# Need a quick measurement on stock height for new tire and wheel fitment



## hostile42 (12 mo ago)

Hey GTO brothers and sisters. Long time owner (1990) first time poster. I've got a 1967 that had the master cylinder go out on it. So im taking the opportunity to do a disk conversion kit in the front along with 15" Rally II wheels and some redlines. My car has an HO Performance spring kit on it from back in the day so it is dropped front a rear from stock height but I have no idea how much. Currently the the wheel and tire combo is 225/60/14 up front and 235/60/14 in the rear. Both front and rear are on Torq Thrust 14x7 (I think) but could be 14x6 but I doubt it. Maybe even both. It is difficult to remember back to last week let alone the 90's when I was young and dumb. I can do all the math on tire size ok but would one of you kind souls with a stock height 67 give me a ground up to bottom of the fender measurement front and read and a center of wheel to bottom of the fender please.
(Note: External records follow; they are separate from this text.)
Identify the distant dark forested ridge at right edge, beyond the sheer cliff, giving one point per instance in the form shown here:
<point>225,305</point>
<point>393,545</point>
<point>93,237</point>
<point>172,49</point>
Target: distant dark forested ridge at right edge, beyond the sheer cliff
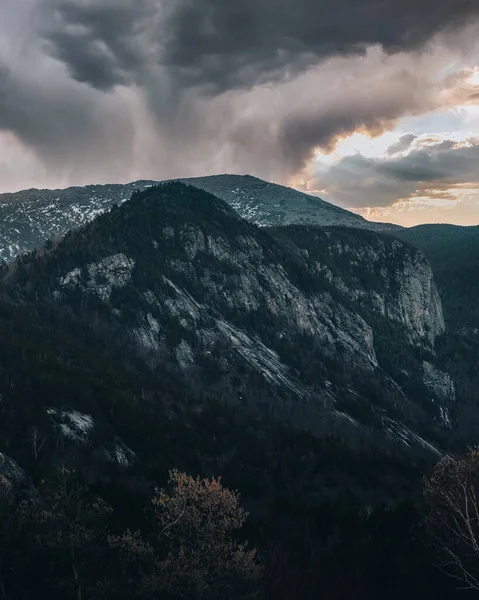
<point>454,255</point>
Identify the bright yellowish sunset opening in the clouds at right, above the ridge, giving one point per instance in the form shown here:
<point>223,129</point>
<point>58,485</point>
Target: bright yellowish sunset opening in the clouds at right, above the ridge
<point>424,170</point>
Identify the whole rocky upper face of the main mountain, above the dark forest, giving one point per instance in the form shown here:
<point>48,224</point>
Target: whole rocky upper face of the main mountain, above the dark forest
<point>290,320</point>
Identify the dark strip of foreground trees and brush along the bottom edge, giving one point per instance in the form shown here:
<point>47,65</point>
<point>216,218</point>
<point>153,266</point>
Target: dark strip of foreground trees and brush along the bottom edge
<point>69,539</point>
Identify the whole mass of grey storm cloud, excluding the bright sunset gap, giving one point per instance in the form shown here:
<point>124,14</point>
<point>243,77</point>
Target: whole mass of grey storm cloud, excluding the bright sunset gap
<point>122,89</point>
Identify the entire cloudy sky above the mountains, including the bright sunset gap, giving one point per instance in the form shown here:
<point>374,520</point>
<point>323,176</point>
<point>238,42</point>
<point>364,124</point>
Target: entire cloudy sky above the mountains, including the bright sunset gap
<point>371,104</point>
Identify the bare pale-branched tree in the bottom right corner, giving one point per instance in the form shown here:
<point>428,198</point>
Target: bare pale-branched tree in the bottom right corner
<point>452,516</point>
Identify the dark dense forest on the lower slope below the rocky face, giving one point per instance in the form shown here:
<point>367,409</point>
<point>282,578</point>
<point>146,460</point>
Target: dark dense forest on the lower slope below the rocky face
<point>316,518</point>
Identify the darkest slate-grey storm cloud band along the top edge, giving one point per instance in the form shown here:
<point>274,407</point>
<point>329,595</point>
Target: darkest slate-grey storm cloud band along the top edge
<point>224,44</point>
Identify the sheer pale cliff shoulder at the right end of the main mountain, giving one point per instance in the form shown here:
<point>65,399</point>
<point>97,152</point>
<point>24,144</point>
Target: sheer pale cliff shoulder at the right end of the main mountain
<point>376,274</point>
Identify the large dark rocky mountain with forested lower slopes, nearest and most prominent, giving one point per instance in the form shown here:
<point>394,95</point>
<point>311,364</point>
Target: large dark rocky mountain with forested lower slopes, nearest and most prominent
<point>307,366</point>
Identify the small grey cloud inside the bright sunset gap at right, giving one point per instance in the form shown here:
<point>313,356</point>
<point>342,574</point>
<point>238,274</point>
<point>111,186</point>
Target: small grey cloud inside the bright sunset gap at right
<point>357,181</point>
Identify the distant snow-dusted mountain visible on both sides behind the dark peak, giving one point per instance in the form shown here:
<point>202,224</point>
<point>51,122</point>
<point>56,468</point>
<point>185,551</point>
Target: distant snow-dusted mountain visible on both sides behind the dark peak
<point>29,218</point>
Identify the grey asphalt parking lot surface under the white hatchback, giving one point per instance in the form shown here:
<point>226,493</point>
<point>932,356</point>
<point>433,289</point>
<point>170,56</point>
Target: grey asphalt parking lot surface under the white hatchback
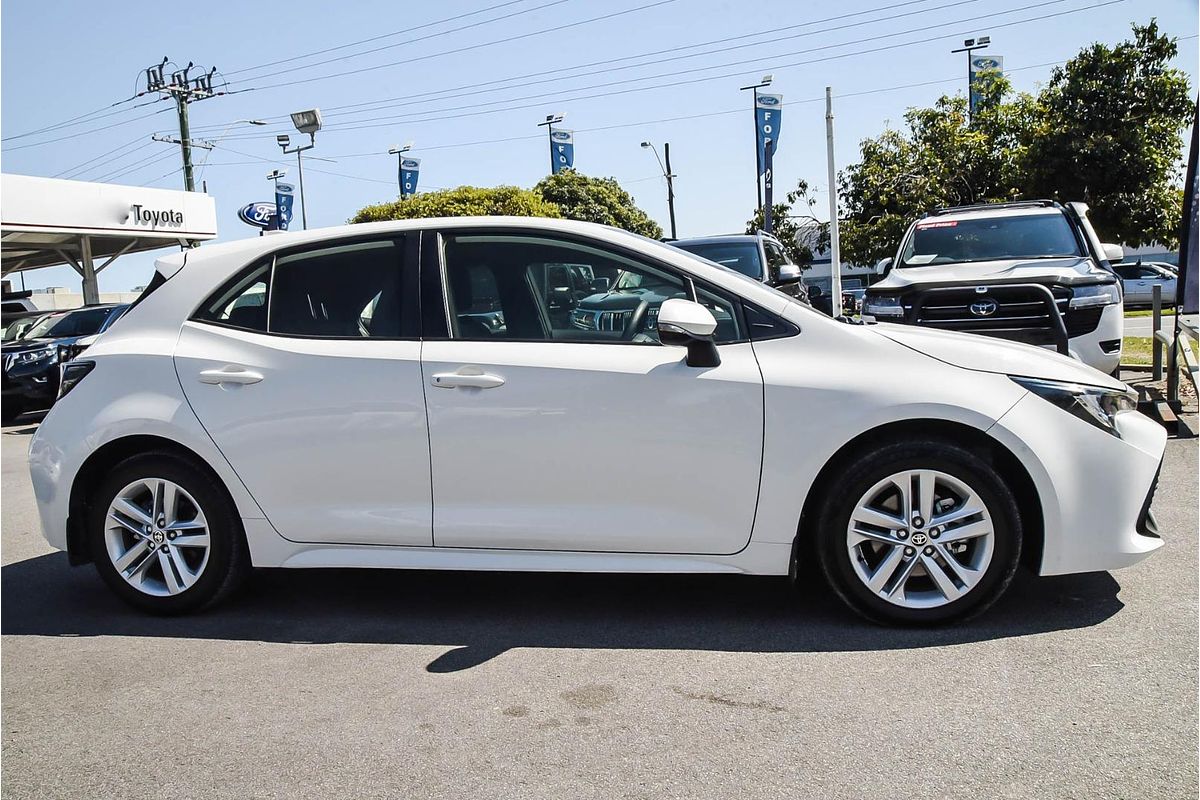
<point>375,684</point>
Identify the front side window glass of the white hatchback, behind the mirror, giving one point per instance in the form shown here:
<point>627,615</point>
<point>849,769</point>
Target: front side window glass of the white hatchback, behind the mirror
<point>529,288</point>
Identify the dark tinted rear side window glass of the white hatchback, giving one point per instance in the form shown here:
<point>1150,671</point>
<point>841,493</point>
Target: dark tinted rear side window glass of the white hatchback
<point>340,292</point>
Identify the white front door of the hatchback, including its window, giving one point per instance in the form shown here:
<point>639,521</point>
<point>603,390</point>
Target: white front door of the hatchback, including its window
<point>587,434</point>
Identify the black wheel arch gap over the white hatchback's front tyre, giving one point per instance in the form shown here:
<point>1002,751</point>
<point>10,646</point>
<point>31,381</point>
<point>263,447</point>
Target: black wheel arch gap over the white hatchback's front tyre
<point>1025,492</point>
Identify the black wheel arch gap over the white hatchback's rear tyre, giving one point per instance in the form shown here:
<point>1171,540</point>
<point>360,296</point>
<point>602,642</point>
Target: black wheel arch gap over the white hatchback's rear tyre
<point>105,459</point>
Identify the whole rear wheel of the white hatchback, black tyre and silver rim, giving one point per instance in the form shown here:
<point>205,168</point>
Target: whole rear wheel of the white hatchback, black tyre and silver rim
<point>166,537</point>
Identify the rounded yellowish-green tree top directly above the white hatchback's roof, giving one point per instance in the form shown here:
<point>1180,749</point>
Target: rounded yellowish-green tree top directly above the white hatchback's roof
<point>463,202</point>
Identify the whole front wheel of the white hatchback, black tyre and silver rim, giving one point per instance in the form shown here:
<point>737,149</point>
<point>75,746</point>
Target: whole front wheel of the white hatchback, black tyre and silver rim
<point>920,533</point>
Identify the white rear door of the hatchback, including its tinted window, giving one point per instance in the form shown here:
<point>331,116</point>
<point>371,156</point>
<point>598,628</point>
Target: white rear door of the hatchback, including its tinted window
<point>302,372</point>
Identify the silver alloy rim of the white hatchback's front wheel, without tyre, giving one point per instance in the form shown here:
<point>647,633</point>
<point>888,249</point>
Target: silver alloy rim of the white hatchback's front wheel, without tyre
<point>921,539</point>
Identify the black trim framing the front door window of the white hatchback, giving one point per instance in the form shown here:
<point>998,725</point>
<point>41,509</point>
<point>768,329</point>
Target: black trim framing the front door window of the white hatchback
<point>629,254</point>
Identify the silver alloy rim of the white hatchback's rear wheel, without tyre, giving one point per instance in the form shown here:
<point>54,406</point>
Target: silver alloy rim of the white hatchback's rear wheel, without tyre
<point>157,537</point>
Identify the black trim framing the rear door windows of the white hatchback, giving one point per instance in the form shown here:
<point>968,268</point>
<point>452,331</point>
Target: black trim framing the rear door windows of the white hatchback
<point>405,240</point>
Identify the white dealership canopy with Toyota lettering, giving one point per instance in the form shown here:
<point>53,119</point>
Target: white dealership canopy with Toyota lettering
<point>47,222</point>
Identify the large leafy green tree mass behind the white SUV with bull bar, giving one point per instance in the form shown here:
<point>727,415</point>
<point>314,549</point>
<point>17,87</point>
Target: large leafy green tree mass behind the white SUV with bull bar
<point>1107,131</point>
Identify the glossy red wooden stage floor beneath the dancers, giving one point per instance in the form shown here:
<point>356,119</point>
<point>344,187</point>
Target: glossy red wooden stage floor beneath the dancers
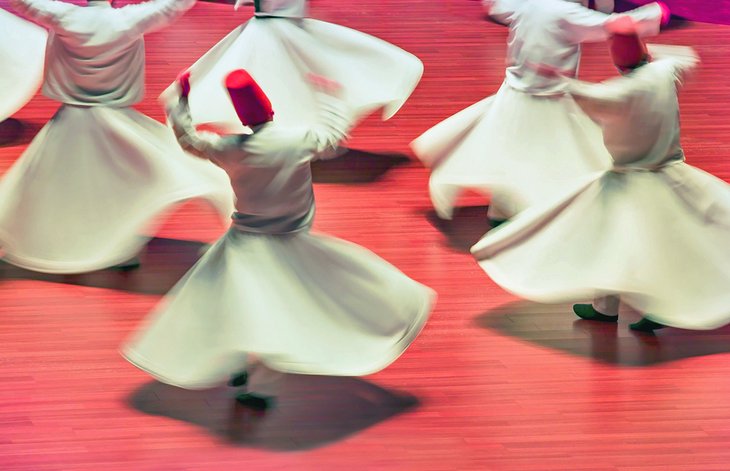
<point>493,383</point>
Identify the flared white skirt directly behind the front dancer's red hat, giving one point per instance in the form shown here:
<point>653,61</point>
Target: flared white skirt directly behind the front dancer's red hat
<point>280,46</point>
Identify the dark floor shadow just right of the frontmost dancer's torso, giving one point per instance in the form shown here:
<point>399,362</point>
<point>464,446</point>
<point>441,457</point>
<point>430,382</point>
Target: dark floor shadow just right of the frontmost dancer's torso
<point>356,166</point>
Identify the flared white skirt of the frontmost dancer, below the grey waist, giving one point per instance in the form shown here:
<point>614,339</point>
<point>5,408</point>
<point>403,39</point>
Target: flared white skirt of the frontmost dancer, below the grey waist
<point>299,303</point>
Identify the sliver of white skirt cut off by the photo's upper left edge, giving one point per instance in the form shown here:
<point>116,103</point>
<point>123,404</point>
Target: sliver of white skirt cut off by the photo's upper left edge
<point>22,49</point>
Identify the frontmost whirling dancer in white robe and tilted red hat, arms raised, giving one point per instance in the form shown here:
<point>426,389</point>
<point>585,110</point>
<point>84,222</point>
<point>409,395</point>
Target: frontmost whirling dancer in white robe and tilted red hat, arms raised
<point>295,301</point>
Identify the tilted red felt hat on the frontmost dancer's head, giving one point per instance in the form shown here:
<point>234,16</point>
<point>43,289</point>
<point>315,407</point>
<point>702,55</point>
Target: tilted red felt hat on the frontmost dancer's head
<point>250,102</point>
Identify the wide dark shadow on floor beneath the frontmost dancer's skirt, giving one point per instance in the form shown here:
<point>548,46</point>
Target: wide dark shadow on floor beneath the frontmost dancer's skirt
<point>309,412</point>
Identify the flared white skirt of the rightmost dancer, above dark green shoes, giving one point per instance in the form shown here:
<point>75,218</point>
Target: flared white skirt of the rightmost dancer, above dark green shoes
<point>660,239</point>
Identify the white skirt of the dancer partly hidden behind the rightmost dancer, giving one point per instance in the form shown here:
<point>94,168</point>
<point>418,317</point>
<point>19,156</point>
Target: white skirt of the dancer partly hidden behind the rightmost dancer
<point>517,148</point>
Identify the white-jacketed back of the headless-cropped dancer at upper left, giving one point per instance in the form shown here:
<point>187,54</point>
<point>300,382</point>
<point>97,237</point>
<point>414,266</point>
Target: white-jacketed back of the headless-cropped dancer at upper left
<point>95,53</point>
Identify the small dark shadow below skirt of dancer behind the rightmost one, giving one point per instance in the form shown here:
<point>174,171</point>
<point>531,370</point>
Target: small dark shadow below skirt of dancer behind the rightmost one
<point>464,229</point>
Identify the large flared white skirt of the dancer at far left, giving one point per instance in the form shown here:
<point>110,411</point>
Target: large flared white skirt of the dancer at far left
<point>91,182</point>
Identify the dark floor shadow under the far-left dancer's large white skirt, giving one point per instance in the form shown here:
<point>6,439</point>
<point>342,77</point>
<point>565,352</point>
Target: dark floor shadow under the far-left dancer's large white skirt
<point>163,263</point>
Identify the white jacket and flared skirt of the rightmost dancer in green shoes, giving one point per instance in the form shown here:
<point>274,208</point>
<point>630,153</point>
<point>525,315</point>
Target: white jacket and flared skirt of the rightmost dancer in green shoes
<point>653,230</point>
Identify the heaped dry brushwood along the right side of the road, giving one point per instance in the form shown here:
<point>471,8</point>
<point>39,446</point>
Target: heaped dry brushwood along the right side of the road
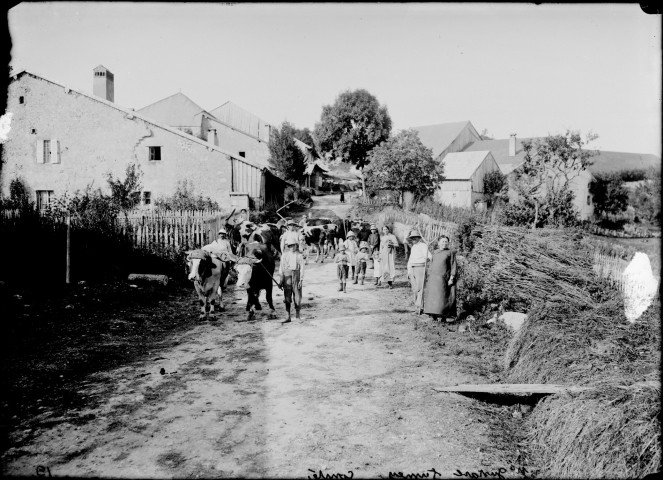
<point>576,333</point>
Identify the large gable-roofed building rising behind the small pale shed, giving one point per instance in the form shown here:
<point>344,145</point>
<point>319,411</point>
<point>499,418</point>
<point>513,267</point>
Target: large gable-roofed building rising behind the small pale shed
<point>446,138</point>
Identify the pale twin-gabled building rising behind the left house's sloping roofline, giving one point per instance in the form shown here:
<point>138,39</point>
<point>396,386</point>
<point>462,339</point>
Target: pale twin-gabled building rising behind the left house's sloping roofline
<point>228,126</point>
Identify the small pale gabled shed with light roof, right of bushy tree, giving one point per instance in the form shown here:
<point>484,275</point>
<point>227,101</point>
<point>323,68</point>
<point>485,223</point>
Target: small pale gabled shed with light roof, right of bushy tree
<point>464,173</point>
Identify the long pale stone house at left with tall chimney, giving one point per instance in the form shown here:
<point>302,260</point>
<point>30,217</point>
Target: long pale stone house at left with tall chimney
<point>62,140</point>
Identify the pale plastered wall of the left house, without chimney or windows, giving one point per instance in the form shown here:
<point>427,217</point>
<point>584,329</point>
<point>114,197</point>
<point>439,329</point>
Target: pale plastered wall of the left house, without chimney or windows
<point>96,138</point>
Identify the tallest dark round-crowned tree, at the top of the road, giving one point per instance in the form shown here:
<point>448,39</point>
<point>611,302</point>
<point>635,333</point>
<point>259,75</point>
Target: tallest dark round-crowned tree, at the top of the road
<point>350,128</point>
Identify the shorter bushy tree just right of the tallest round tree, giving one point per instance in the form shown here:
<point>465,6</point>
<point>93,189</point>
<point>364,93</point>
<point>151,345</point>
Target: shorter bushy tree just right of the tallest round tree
<point>403,164</point>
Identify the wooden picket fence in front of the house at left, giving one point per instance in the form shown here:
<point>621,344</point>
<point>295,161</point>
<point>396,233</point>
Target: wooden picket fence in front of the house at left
<point>178,230</point>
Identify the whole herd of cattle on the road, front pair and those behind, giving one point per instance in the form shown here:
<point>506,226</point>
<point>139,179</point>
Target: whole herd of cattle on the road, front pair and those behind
<point>255,249</point>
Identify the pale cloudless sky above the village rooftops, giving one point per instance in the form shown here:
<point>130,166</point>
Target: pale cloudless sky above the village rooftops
<point>508,68</point>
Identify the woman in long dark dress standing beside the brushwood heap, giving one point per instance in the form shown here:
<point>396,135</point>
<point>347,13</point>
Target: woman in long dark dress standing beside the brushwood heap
<point>440,285</point>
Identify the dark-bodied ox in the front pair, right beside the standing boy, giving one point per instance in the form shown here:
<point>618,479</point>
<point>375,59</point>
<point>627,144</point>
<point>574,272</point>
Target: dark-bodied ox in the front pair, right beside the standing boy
<point>255,272</point>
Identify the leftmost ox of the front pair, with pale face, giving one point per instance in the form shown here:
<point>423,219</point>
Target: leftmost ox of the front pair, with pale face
<point>208,273</point>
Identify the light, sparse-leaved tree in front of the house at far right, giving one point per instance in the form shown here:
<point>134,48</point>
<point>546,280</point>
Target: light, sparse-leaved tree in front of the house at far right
<point>550,164</point>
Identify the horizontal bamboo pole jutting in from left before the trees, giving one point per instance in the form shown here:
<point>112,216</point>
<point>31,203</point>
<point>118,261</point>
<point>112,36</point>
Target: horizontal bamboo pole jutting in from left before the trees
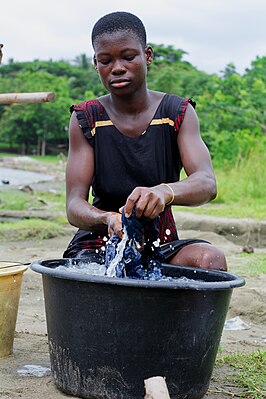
<point>26,98</point>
I know body fit and all that will be slightly different but it will give me a baseline of if it is dropped 1" or 2". Looking at 15x7 for front and 15x8 in the rear with a 60 or 65 series tire. Im concerned that the rears won't tuck under and rub the chrome. It is close now and adding height isnt going to help me with clearance. Obviously wider is more better, but since I dont live my life a quarter mile at a time any more I just want enough meat to keep a similar look. Thanks for any assistance. Pic to show what I got.


----------



## 67ventwindow (Mar 3, 2020)

Nice car! You might want to repost in 1964-1974 section. Its currently in 2004-2006


----------



## Colorado67GTO (Sep 11, 2014)

Mine was basically restored to stock and finished in 2020. The only non-stock change was to swap the front drums with era correct disks off of a 71 Chevelle. I don't believe this made any change to the height. Also, my wheels are 15X7 and are P235 60/15s all the way around. I calculated tire height and they are basically the same as the original stock tire. My car also has stock AC. Here are your measurements:

FL Ground to fender 26 3/8" Mid-wheel to fender 14 1/2"
FR Ground to fender 26 1/4" Mid-wheel to fender 14 1/2"
RL Ground to fender 24 1/8" Mid-wheel to fender 12 1/8"
RR Ground to fender 24 1/2" Mid-wheel to fender 12 1/2"


----------



## hostile42 (12 mo ago)

Colorado67GTO said:


> Mine was basically restored to stock and finished in 2020. The only non-stock change was to swap the front drums with era correct disks off of a 71 Chevelle. I don't believe this made any change to the height. Also, my wheels are 15X7 and are P235 60/15s all the way around. I calculated tire height and they are basically the same as the original stock tire. My car also has stock AC. Here are your measurements:
> 
> FL Ground to fender 26 3/8" Mid-wheel to fender 14 1/2"
> FR Ground to fender 26 1/4" Mid-wheel to fender 14 1/2"
> ...



Thanks so much for this Colorado67GTO. I'm jealous of the A/C. Adding power disk after 30 years of owning the car is going to be amazing. Might just have to go power steering and A/C too since it is only money  Just what I needed for measurements. I am dropped 2" in the front and 1" in the rear exactly. Ive got 1/4" between tire and the fender now to keep it from rubbing in the rear. So the 235/60/15 should fit the rear just like they do now just being a 1" taller overall. Tucked up another 1/2" in the fender well won't be an issue since the overall width and tread width are nearly identical to what I have now. If I go 8" rear wheel the offset is a little move and could even be better to sneak a little bit more clearance. Might need to go 215/60/15 in the front to be safe but that is fine. Or I guess add a small spacer when I add the disk kit. Thanks for the assist.


----------